- Born: January 12, 1932 Brest, Poland (now in Belarus)
- Died: October 11, 2021 (aged 89) Denver, Colorado, United States
- Education: Colorado School of Mines
- Occupation: Businessman
- Spouse: Celeste Grynberg (div. 2018)
- Children: 3

= Jack J. Grynberg =

Polish-American businessman (1932–2021)

Jack J. Grynberg (January 21, 1932 – October 11, 2021) was an American businessman. He was a Denver-based oil and gas developer who amassed a multibillion-dollar fortune in the oil and natural gas sector.

As of 2019, he was in a long-running litigation to regain control of companies he founded from his ex-wife and three children, or failing that, around $400 million in back pay.

== Early life ==
Born to a Jewish family in the Polish city of Brest (now Brest, Belarus), Grynberg was in the second grade when the Nazis invaded Poland. He stated that he joined the resistance and by the age of 12 he was fighting in the forests of Belarus, and fought until 1945. He then moved to Colorado, where he attended the Colorado School of Mines, married, and began raising his three children. He also claimed that he worked as a spy for the US Army in 1957 and 1958.

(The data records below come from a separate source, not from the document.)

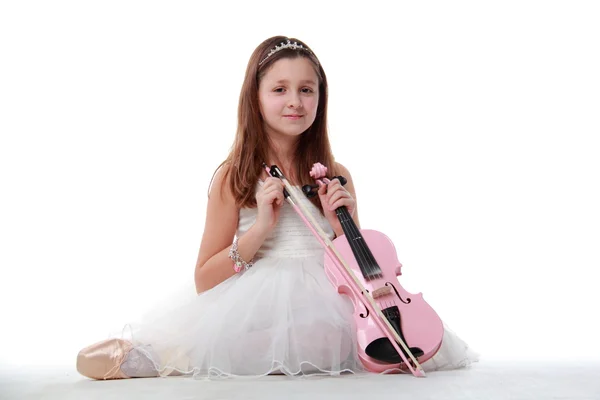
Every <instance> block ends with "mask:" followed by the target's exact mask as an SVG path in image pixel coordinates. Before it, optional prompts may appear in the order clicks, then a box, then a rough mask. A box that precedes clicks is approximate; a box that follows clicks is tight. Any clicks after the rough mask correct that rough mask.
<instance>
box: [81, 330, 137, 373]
mask: <svg viewBox="0 0 600 400" xmlns="http://www.w3.org/2000/svg"><path fill="white" fill-rule="evenodd" d="M131 349H132V345H131V343H129V342H128V341H125V340H122V339H108V340H104V341H102V342H98V343H95V344H93V345H91V346H88V347H86V348H85V349H83V350H81V351H80V352H79V354H78V355H77V370H78V371H79V373H80V374H82V375H84V376H87V377H89V378H93V379H125V378H129V376H127V375H125V374H124V373H123V371H121V364H123V361H124V360H125V357H126V356H127V354H128V353H129V351H130V350H131Z"/></svg>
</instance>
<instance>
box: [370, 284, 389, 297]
mask: <svg viewBox="0 0 600 400" xmlns="http://www.w3.org/2000/svg"><path fill="white" fill-rule="evenodd" d="M390 293H392V288H391V287H389V286H383V287H380V288H379V289H375V290H374V291H373V293H372V296H373V298H374V299H376V298H378V297H381V296H386V295H388V294H390Z"/></svg>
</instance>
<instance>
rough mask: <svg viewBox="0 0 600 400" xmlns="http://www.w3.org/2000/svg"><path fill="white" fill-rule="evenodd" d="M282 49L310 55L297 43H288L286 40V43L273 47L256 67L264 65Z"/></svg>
mask: <svg viewBox="0 0 600 400" xmlns="http://www.w3.org/2000/svg"><path fill="white" fill-rule="evenodd" d="M283 49H292V50H304V51H308V52H309V53H310V50H308V49H307V48H306V47H304V46H302V45H301V44H298V42H293V43H292V42H290V40H289V39H288V41H287V43H283V42H281V45H280V46H275V48H274V49H272V50H271V51H270V52H269V54H267V56H266V57H265V58H263V59H262V61H261V62H259V63H258V65H262V63H264V62H265V61H267V59H268V58H269V57H271V56H272V55H273V54H275V53H277V52H278V51H281V50H283Z"/></svg>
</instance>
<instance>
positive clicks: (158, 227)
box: [0, 1, 600, 366]
mask: <svg viewBox="0 0 600 400" xmlns="http://www.w3.org/2000/svg"><path fill="white" fill-rule="evenodd" d="M599 19H600V13H599V6H598V5H597V3H596V2H592V1H590V2H585V1H573V2H566V1H563V2H558V1H537V2H534V1H502V2H494V3H492V2H480V1H460V2H439V3H432V2H425V1H421V2H418V3H415V4H404V3H402V4H397V2H381V1H369V2H348V1H346V2H321V1H316V2H312V1H302V2H297V3H285V2H274V1H273V2H267V1H261V2H246V3H244V4H242V3H240V4H237V3H227V2H219V5H218V6H217V5H205V4H204V3H201V2H166V1H164V2H157V1H153V2H146V1H144V2H141V1H140V2H133V1H103V2H80V1H72V2H65V1H54V2H17V1H13V2H3V3H2V5H0V133H1V139H0V191H1V196H0V205H1V207H0V235H1V236H0V246H1V249H0V250H1V251H0V266H1V268H2V270H1V271H2V272H1V280H0V307H1V315H0V321H1V328H0V335H1V343H3V346H2V351H1V352H0V363H3V364H21V365H23V364H32V363H34V364H54V365H59V364H66V365H73V366H74V362H75V357H76V354H77V352H78V351H79V350H80V349H81V348H82V347H84V346H86V345H88V344H91V343H93V342H95V341H98V340H102V339H104V338H106V337H107V335H108V334H109V332H114V331H116V330H119V329H120V328H121V327H123V325H124V324H126V323H127V322H131V321H135V320H136V319H137V318H138V317H139V316H140V315H141V314H142V313H143V312H144V311H146V310H147V309H149V308H150V307H152V306H153V304H155V303H156V302H158V301H161V302H162V301H166V302H168V298H169V297H170V294H171V293H173V292H176V291H177V290H179V289H178V288H179V287H181V285H188V284H189V285H191V284H192V283H193V271H194V265H195V262H196V256H197V252H198V247H199V243H200V240H201V236H202V232H203V225H204V218H205V207H206V201H207V189H208V184H209V181H210V178H211V176H212V173H213V171H214V169H215V168H216V167H217V165H218V164H219V163H220V162H221V161H222V160H223V159H224V158H225V157H226V155H227V153H228V150H229V146H230V145H231V143H232V141H233V137H234V133H235V129H236V124H237V120H236V116H237V101H238V96H239V90H240V87H241V84H242V80H243V77H244V72H245V68H246V63H247V61H248V58H249V57H250V54H251V53H252V51H253V50H254V48H255V47H256V46H257V45H258V44H259V43H260V42H262V41H263V40H264V39H266V38H268V37H270V36H274V35H279V34H283V35H287V36H291V37H297V38H299V39H301V40H303V41H305V42H306V43H307V44H308V45H309V46H311V47H312V48H313V50H314V51H315V53H316V54H317V56H318V57H319V59H320V61H321V63H322V64H323V66H324V68H325V71H326V73H327V76H328V79H329V84H330V103H329V110H330V112H329V128H330V137H331V141H332V145H333V148H334V153H335V156H336V158H337V160H338V161H340V162H341V163H342V164H344V165H346V167H348V168H349V170H350V171H351V173H352V175H353V178H354V180H355V184H356V187H357V198H358V204H359V214H360V218H361V223H362V226H363V228H370V229H377V230H379V231H382V232H384V233H385V234H387V235H388V236H389V237H390V238H391V239H392V240H393V241H394V243H395V244H396V247H397V250H398V256H399V259H400V261H401V262H402V263H403V264H404V269H403V272H404V275H403V276H402V277H401V283H403V286H404V287H405V288H407V289H408V290H410V291H412V292H423V294H424V296H425V299H426V300H427V301H428V302H429V303H430V304H431V305H432V306H433V308H434V309H435V310H436V311H437V312H438V314H439V315H440V316H441V317H442V319H444V320H445V321H446V322H447V323H448V324H449V326H450V327H451V328H453V329H454V330H455V331H456V332H457V333H458V334H459V336H461V337H462V338H463V339H465V340H466V341H467V342H468V343H469V344H471V345H472V346H473V348H475V350H477V351H478V352H480V353H481V354H482V357H483V358H484V359H485V358H488V359H492V358H502V359H510V360H546V359H547V360H557V359H569V360H586V359H587V360H589V359H593V358H600V345H599V341H598V340H597V337H598V330H597V328H595V324H596V322H595V320H596V318H597V315H598V311H597V305H598V304H599V303H600V301H599V300H598V297H597V296H598V289H597V288H598V285H597V280H596V272H597V269H598V267H599V266H600V255H599V244H600V228H599V226H600V212H599V207H598V205H599V204H600V190H599V189H600V188H599V177H598V175H599V171H600V157H599V156H598V153H599V151H600V147H599V146H598V144H597V139H598V135H599V133H600V118H599V117H600V115H599V110H600V108H599V106H600V96H599V93H600V74H599V73H598V71H600V51H599V49H600V44H599V42H600V24H598V20H599ZM189 285H188V286H189ZM190 287H193V286H190Z"/></svg>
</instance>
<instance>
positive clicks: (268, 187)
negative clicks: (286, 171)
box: [255, 177, 284, 233]
mask: <svg viewBox="0 0 600 400" xmlns="http://www.w3.org/2000/svg"><path fill="white" fill-rule="evenodd" d="M283 200H284V197H283V182H281V180H280V179H278V178H274V177H268V178H267V179H266V180H265V181H264V184H263V185H262V187H261V188H260V189H259V190H258V192H257V193H256V205H257V207H258V215H257V217H256V224H255V225H256V226H257V227H258V228H260V229H262V230H264V231H265V233H268V232H270V231H271V230H272V229H273V228H274V227H275V225H277V220H278V219H279V213H280V211H281V206H282V205H283Z"/></svg>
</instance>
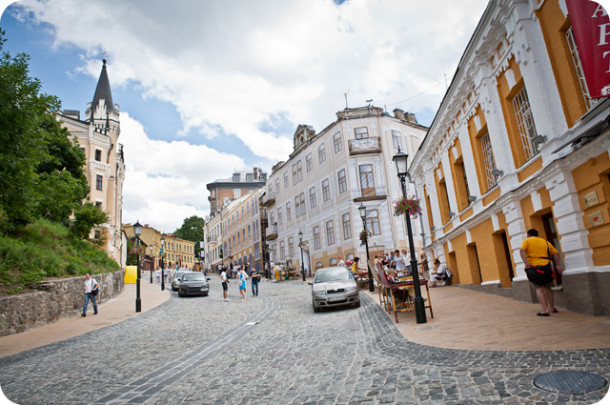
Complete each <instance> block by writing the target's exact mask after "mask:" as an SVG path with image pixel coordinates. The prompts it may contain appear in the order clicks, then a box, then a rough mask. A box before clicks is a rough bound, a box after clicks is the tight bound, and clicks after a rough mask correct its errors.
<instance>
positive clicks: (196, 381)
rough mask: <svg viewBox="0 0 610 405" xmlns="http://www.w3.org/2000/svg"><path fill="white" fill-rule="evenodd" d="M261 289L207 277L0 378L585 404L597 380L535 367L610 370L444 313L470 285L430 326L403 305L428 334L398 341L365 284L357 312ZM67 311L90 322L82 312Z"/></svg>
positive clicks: (268, 394) (585, 360)
mask: <svg viewBox="0 0 610 405" xmlns="http://www.w3.org/2000/svg"><path fill="white" fill-rule="evenodd" d="M143 287H144V285H143ZM260 290H261V295H260V296H259V297H252V298H251V297H248V301H247V302H246V303H242V302H240V300H239V298H238V294H237V291H236V288H235V284H234V283H231V288H230V297H231V298H232V301H231V302H228V303H224V302H222V300H221V299H220V297H221V291H220V285H219V282H218V280H217V277H215V276H212V288H211V295H210V296H209V297H189V298H178V297H177V296H176V294H175V293H168V294H166V296H168V295H170V294H171V298H170V299H169V300H167V301H165V302H163V303H162V304H160V305H158V306H157V307H155V308H153V309H151V310H149V311H147V312H145V313H142V314H140V315H138V316H136V317H134V316H130V317H129V318H128V319H127V320H125V321H124V322H120V323H116V324H113V325H110V326H107V327H104V328H101V329H98V330H95V331H91V332H87V333H84V334H81V335H77V336H74V337H71V338H68V339H65V340H59V341H58V342H56V343H51V344H48V345H46V346H43V347H40V348H37V349H33V350H27V351H24V352H21V353H17V354H14V355H10V356H6V357H3V358H1V359H0V386H1V387H2V390H3V392H4V394H5V395H6V396H7V397H8V398H10V399H11V400H13V401H14V402H16V403H19V404H39V403H64V404H77V403H78V404H81V403H99V404H123V403H168V404H173V403H198V404H200V403H218V404H220V403H248V404H250V403H252V404H268V403H274V404H275V403H281V404H289V403H295V404H302V403H311V404H325V403H346V404H347V403H370V404H380V403H417V404H438V403H447V404H463V403H475V404H479V403H480V404H490V403H491V404H521V403H575V404H593V403H596V402H597V401H599V400H601V399H602V398H603V397H604V395H605V394H606V393H607V391H608V386H607V384H606V385H605V386H604V387H603V388H601V389H596V390H594V391H591V392H584V393H579V394H566V393H560V392H550V391H547V390H543V389H540V388H538V387H536V386H535V385H534V384H533V381H534V379H535V378H537V376H540V375H541V374H544V373H549V372H554V371H557V370H575V371H586V372H589V373H594V374H596V375H598V376H600V377H602V378H604V379H605V380H608V379H610V366H609V364H610V350H608V349H599V348H596V349H586V350H567V349H563V350H552V351H543V350H541V349H543V348H542V347H538V348H537V349H538V350H536V351H519V350H524V349H523V348H521V349H511V350H510V351H506V350H505V349H503V348H502V347H501V345H502V343H503V336H502V335H506V334H513V335H515V334H519V336H520V338H521V339H514V338H513V339H512V341H518V340H523V339H525V338H527V336H524V335H522V333H523V332H522V331H521V330H518V329H516V330H514V331H512V330H511V329H510V328H511V325H510V322H508V321H506V322H504V323H502V322H499V323H497V324H491V325H484V326H483V327H482V328H478V326H477V325H478V324H479V323H481V322H478V321H479V319H480V318H472V314H470V311H476V310H478V309H475V308H479V307H480V306H481V304H480V303H479V304H477V305H474V306H473V308H470V304H468V305H462V306H458V307H457V308H456V306H455V305H453V306H452V305H451V301H445V303H446V304H447V305H445V307H446V308H447V309H449V308H454V311H453V313H450V312H445V313H443V310H442V309H441V306H442V303H443V300H448V299H449V298H451V297H452V296H453V299H458V298H459V297H458V295H459V294H460V293H465V294H466V296H469V295H470V294H472V292H471V291H468V290H461V289H458V288H439V289H435V290H432V292H433V296H432V301H433V304H434V309H435V318H434V320H432V319H430V318H429V319H430V322H429V323H428V324H425V325H416V324H414V321H413V319H409V318H414V314H413V313H406V314H401V316H402V318H401V319H400V323H399V324H398V325H399V327H404V332H403V334H406V335H407V337H408V336H409V333H412V334H414V335H417V334H418V333H421V334H424V333H428V335H427V338H426V336H424V338H426V339H427V340H428V341H429V342H428V343H427V344H426V345H422V344H419V343H416V342H414V341H410V340H407V339H404V337H403V335H402V334H401V333H400V332H399V329H397V328H396V326H395V325H396V324H395V323H394V322H393V319H390V318H389V317H388V316H387V315H386V314H385V313H384V312H383V310H382V309H381V308H380V307H379V305H378V303H377V302H376V297H374V298H371V297H369V296H368V295H367V294H362V300H363V305H362V307H361V308H359V309H346V310H332V311H327V312H323V313H321V314H314V313H313V311H312V310H311V296H310V287H309V286H307V285H306V284H304V283H302V282H299V281H291V282H282V283H271V282H267V281H263V282H262V283H261V286H260ZM453 292H455V294H456V295H453V294H452V293H453ZM127 293H129V291H126V294H127ZM475 294H478V293H475ZM483 298H485V305H486V306H488V307H490V308H493V309H494V310H500V309H502V308H504V307H506V306H508V307H511V305H506V303H505V304H502V303H500V304H497V305H491V303H493V302H494V301H495V300H496V298H501V297H494V296H485V297H483ZM134 300H135V295H134V296H133V297H131V299H130V300H128V301H131V305H132V307H133V305H135V304H134ZM150 301H151V303H152V298H150ZM159 301H163V300H162V299H160V300H159ZM458 302H461V301H459V300H458ZM142 303H143V306H144V305H145V303H146V300H145V295H144V292H143V293H142ZM437 303H438V305H437ZM511 303H512V301H511ZM110 304H111V303H110V302H109V303H108V304H106V305H105V306H102V307H100V314H99V315H97V316H101V315H102V314H103V312H104V311H106V312H110V311H109V309H110V307H109V305H110ZM526 305H533V304H526ZM107 306H108V308H105V307H107ZM531 308H532V309H533V310H534V312H533V313H531V312H530V311H529V309H530V308H527V311H524V315H525V314H527V316H528V317H533V318H535V319H536V321H538V322H540V319H539V318H540V317H536V316H535V312H536V308H535V307H531ZM130 310H131V311H133V308H132V309H130ZM127 312H129V311H127ZM561 316H570V317H571V316H575V317H576V318H574V319H575V320H577V319H580V317H581V316H580V315H576V314H569V313H562V312H560V313H559V314H558V315H557V316H551V317H549V318H544V320H545V321H550V322H560V321H562V318H561ZM428 317H429V313H428ZM450 317H453V318H457V319H459V317H462V323H466V324H467V325H469V326H470V328H464V327H462V328H458V330H457V336H458V337H459V338H456V339H447V338H446V336H444V335H446V334H447V333H451V332H446V331H447V330H446V329H443V328H444V326H443V325H444V323H445V322H456V324H459V322H458V320H457V319H451V318H450ZM91 318H92V319H95V317H91ZM490 319H491V320H492V321H498V319H494V318H493V317H492V318H490ZM515 319H516V320H519V319H518V318H515ZM484 320H485V322H486V321H487V319H486V318H484ZM71 321H72V322H81V321H85V322H88V321H90V317H87V318H80V317H78V318H75V319H72V320H71ZM564 321H565V320H564ZM589 321H591V319H588V318H587V319H585V320H584V321H583V320H582V319H581V321H580V322H584V323H581V327H582V326H583V325H584V327H589V326H590V324H589V323H588V322H589ZM593 321H597V318H593ZM604 322H607V319H606V320H605V321H602V322H601V326H602V327H603V325H604ZM594 323H595V322H594ZM496 325H498V326H497V327H498V328H499V332H500V333H499V334H498V337H497V340H498V342H497V345H498V346H499V347H497V348H496V349H495V350H472V349H467V350H464V349H460V350H455V349H447V348H442V347H438V346H441V345H443V344H447V343H444V342H443V341H442V339H441V338H444V339H445V341H447V340H451V341H452V342H454V344H455V341H456V340H457V341H464V343H463V344H464V345H465V344H466V341H467V340H468V339H467V338H466V336H467V335H468V333H467V332H468V329H469V332H470V337H471V339H473V340H477V339H479V337H478V336H479V333H477V332H479V331H484V329H485V328H486V329H495V328H496ZM552 325H555V326H556V325H557V323H555V324H551V323H549V324H547V328H548V329H554V330H555V331H556V335H557V336H558V339H560V335H561V334H562V333H561V331H557V329H556V328H555V327H554V326H552ZM512 327H513V328H515V327H516V326H515V325H513V326H512ZM43 328H47V327H43ZM507 328H508V330H507ZM40 329H42V328H40ZM25 333H28V332H25ZM587 333H589V330H588V329H587ZM583 334H584V333H583ZM482 335H484V338H483V339H482V341H483V342H484V343H485V345H487V346H489V345H493V344H494V343H493V341H492V340H493V338H492V337H491V335H492V333H491V332H488V333H486V334H485V333H484V334H482ZM3 339H5V338H0V343H1V342H2V340H3ZM431 341H433V342H431ZM506 341H510V339H507V340H506ZM438 342H440V344H438ZM435 343H436V344H435ZM487 346H486V347H487ZM605 347H608V345H607V344H606V345H605ZM475 349H476V348H475Z"/></svg>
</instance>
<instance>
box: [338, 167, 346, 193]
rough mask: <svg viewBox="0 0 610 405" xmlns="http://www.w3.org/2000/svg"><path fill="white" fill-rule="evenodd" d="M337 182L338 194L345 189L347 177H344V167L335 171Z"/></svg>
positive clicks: (344, 169) (344, 175)
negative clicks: (335, 173)
mask: <svg viewBox="0 0 610 405" xmlns="http://www.w3.org/2000/svg"><path fill="white" fill-rule="evenodd" d="M337 183H338V185H339V194H341V193H343V192H345V191H347V178H346V177H345V169H341V170H339V172H338V173H337Z"/></svg>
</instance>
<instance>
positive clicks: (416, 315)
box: [413, 296, 428, 323]
mask: <svg viewBox="0 0 610 405" xmlns="http://www.w3.org/2000/svg"><path fill="white" fill-rule="evenodd" d="M413 302H414V304H415V320H416V321H417V323H427V322H428V320H427V319H426V304H425V303H424V299H423V298H422V297H421V296H419V297H415V298H414V299H413Z"/></svg>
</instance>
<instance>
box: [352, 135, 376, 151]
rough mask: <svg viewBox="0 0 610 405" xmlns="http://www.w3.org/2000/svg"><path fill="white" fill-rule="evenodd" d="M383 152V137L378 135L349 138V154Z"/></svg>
mask: <svg viewBox="0 0 610 405" xmlns="http://www.w3.org/2000/svg"><path fill="white" fill-rule="evenodd" d="M380 152H381V139H380V138H379V137H378V136H374V137H370V138H363V139H350V140H349V154H350V156H353V155H362V154H365V153H380Z"/></svg>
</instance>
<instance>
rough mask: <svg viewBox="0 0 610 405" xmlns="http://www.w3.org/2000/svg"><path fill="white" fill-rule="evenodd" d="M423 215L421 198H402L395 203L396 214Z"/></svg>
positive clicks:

He had a master's degree in Petroleum Engineering and Refining from the Colorado School of Mines.

==Career==

===Early career===
Grynberg made his first million dollars by the age of 30 when he formed a company, Oceanic Exploration Co., that reworked a previously drilled gas well that had been abandoned by Amerada Hess Corporation as "noncommercial". After reviewing and interpreting data from the area, he concluded that Amerada Hess was wrong. His reworked well led to the discovery of the Nitchie Gulch gas field in Wyoming, leading Grynberg to become a millionaire in 1962. From there he engaged in several successful domestic and international oil and gas exploration programs, and took the Oceanic Exploration public in 1972.

===Later career===
Grynberg was also instrumental in the 1990s in helping discover the Kashagan Field in Kazakhstan, one of the largest oil field discoveries in the last 30 years.

The Kashagan Field is estimated to hold 9 Goilbbl of recoverable oil and 25 Tcuft of natural gas. Grynberg was one of the first western oilmen to develop relations with Kazakh President Nursultan Nazarbayev before the collapse of the Soviet Union. This relationship and others provided him with access to complex and confidential data.

According to court records, it was Grynberg who provided the introductions and data for BG, BP, Statoil, ARCO, Transworld Oil and others to enter the region in the late 1980s and early 1990s. When the consortium of major American oil companies fell apart, BG cut its own deal for the Karachagnak gas/condensate field and attempted to exclude Grynberg from the deal. Grynberg sued in Texas, and much of the Texas court case is sealed.

When BP attempted to exclude Grynberg from its 9.5% stake in its Kashagan stake, Grynberg sued them as well in New York including leveling a racketeering charge against then BP CEO John Browne. The case was settled in arbitration.

BP and BG both sold their remaining interests in Kashagan in 2003. BG sold to the Sinopec and BP to CNOOC. The combined sales price is estimated to have been $1.23 billion, of which Grynberg may have received as much as 15% of ($185 million). This is in addition to the $90 million that Grynberg is estimated to have received with BP and Statoil previously sold part of their interests to Total for $600 million in 2001.

Grynberg is known for defending his rights in court. According to one source, during negotiations involving the Kashagan interests, he ripped up a settlement check for $90 million and demanded appraisal and arbitration.

Grynberg reportedly owned more than 800 oil and natural gas wells throughout the world. He was involved in ventures in the former Soviet Union, Middle East, Africa, Far East and Latin America.

Grynberg has been focused on a Qui Tam lawsuit against the major oil companies accusing them of stealing billions of dollars in royalties from the U.S. government.

==Later ventures==
Since 2006 Grynberg has been working on developing ethanol plants in Latin America and has received leases and agreements throughout Latin America.

In 2006 through 2007, it is reputed that Grynberg entered into discussions with Ivanhoe Energy (IVAN: NASDAQ) to provide services from their heavy oil unit for his leases in the Pungarayacu Tar Sands Heavy Oil Deposit in Ecuador.

According to public court records, Grynberg has argued that after meeting to discuss services and joint venture opportunities, and sharing proprietary geotechnical data, Ivanhoe then circumvented Grynberg and bribed the previous Ecuadorian president, who canceled the Grynberg lease and awarded it to Ivanhoe. The current president of Ecuador has acknowledged the issues at stake. The case is currently open against Ivanhoe and Robert Friedland, Chairman, President and CEO of Ivanhoe.

==Personal life==
He was married to Celeste until their divorce in 2018, and they had three children together, Rachel, Stephen, and Miriam.

Grynberg died on October 11, 2021, at the age of 89.